If a caller passes an id captured before a bnxt_clear_crypto() epoch
bump, set_bit() will mark a currently in-use slot as free, and a
subsequent bnxt_alloc_one_kctx() can hand the same hardware KID to a
second kTLS connection — which for AES-GCM means (key, nonce) reuse.

The single in-tree consumer (introduced later in the series) does call
bnxt_kid_valid() before bnxt_free_one_kctx(), so this is not currently
reachable, but would a defensive epoch check inside this function close
the API hazard?

> +
> +#define BNXT_KCTX_ALLOC_RETRY_MAX	3
> +
> +int bnxt_key_ctx_alloc_one(struct bnxt *bp, struct bnxt_kctx *kctx, u8 kind,
> +			   u32 *id)
> +{
> +	int rc, retry = 0;
> +
> +	while (retry++ < BNXT_KCTX_ALLOC_RETRY_MAX) {
> +		rc = bnxt_alloc_one_kctx(kctx, kind, id);
> +		if (!rc)
> +			return 0;
> +
> +		if ((kctx->total_alloc + BNXT_KID_BATCH_SIZE) > kctx->max_ctx)
> +			return -ENOSPC;
> +
> +		if (!BNXT_KCTX_ALLOC_OK(kctx)) {
> +			wait_event(kctx->alloc_pending_wq,
> +				   BNXT_KCTX_ALLOC_OK(kctx));
> +			continue;
> +		}
> +		rc = bnxt_hwrm_key_ctx_alloc(bp, kctx, kind,
> +					     BNXT_KID_BATCH_SIZE, id);
> +		if (!rc)
> +			return 0;
> +	}
> +	return -EAGAIN;
> +}

[Medium]
The struct definition documents kctx->lock as

	/* to serialize update to the linked list and total_alloc */
	spinlock_t		lock;

and bnxt_key_ctx_store() does

	spin_lock(&kctx->lock);
	list_add_tail_rcu(&kid->list, &kctx->list);
	kctx->total_alloc += kid->count;
	spin_unlock(&kctx->lock);

but here total_alloc is read with no lock and no READ_ONCE().  Multiple
callers can each observe a stale value and proceed to issue their own
HWRM allocation, which combined with the BNXT_KCTX_ALLOC_PENDING_MAX
gate (8 in flight) can ask the firmware for up to
8 * BNXT_KID_BATCH_SIZE = 1024 IDs beyond max_ctx before any of them
update the counter.

Should this read be serialised under kctx->lock, or otherwise made
race-free with respect to the writers?

[Low]
On the BNXT_KCTX_ALLOC_OK gate itself, the check-then-act here is
non-atomic: BNXT_KCTX_ALLOC_OK reads alloc_pending and
bnxt_hwrm_key_ctx_alloc() does a separate atomic_inc_return().  Many
threads can simultaneously observe alloc_pending < 8 and then all
proceed to inc, raising it arbitrarily above the cap.

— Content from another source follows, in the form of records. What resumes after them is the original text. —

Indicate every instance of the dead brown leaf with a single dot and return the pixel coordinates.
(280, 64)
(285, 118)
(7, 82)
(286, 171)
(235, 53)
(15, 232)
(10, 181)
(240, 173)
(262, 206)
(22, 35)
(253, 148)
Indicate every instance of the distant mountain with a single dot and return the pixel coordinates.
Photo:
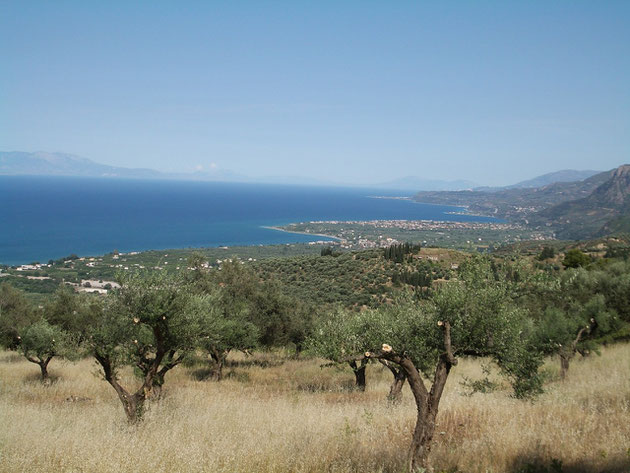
(413, 183)
(567, 175)
(516, 204)
(60, 164)
(605, 210)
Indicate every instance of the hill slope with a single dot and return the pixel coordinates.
(605, 210)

In addition, the wake_up_all() in bnxt_hwrm_key_ctx_alloc() depends on
its own pending_count (post-inc) being >= BNXT_KCTX_ALLOC_PENDING_MAX:

	pending_count = atomic_inc_return(&kctx->alloc_pending);
	rc = hwrm_req_send(bp, req);
	atomic_dec(&kctx->alloc_pending);
	...
key_alloc_exit_wake:
	if (pending_count >= BNXT_KCTX_ALLOC_PENDING_MAX)
		wake_up_all(&kctx->alloc_pending_wq);

If a burst of callers all happen to record pending_count values < 8 by
each racing past the check, none of them wake the wait queue, and a
waiter parked in wait_event(BNXT_KCTX_ALLOC_OK) only gets released when
some later caller happens to increment to >= 8.

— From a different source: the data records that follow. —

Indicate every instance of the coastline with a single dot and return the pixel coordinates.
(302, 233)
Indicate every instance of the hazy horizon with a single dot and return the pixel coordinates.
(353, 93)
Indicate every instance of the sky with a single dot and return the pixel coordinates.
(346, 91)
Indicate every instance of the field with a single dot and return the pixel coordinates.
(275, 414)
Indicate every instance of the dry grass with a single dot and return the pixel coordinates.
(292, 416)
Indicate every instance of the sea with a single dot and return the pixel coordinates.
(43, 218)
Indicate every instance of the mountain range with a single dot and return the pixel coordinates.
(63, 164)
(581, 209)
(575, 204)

Was this latency tolerated intentionally, or is the gate intended to
be exact?

> diff --git a/drivers/net/ethernet/broadcom/bnxt/bnxt_crypto.h b/drivers/net/ethernet/broadcom/bnxt/bnxt_crypto.h
> index e090491006db..ecdf18ba6d83 100644
> --- a/drivers/net/ethernet/broadcom/bnxt/bnxt_crypto.h
> +++ b/drivers/net/ethernet/broadcom/bnxt/bnxt_crypto.h

[ ... ]

> +#define BNXT_SET_KID(kctx, kid)						\
> +	((kid) | ((kctx)->epoch << BNXT_KID_EPOCH_SHIFT))

[Low]
kctx->epoch is u8 and is promoted to (signed) int before the shift.
For epoch >= 128, "(int)epoch << 24" sets the sign bit of int, which
is undefined behaviour per C99/C11 6.5.7p4.

In combination with the 8-bit epoch wraparound noted earlier on
bnxt_clear_crypto(), epoch >= 128 is reachable, and a UBSan-instrumented
kernel will splat here.

Would casting epoch to u32 before the shift be acceptable?

> +
> +#define BNXT_KCTX_ALLOC_OK(kctx)	\
> +	(atomic_read(&((kctx)->alloc_pending)) < BNXT_KCTX_ALLOC_PENDING_MAX)
> +

[ ... ]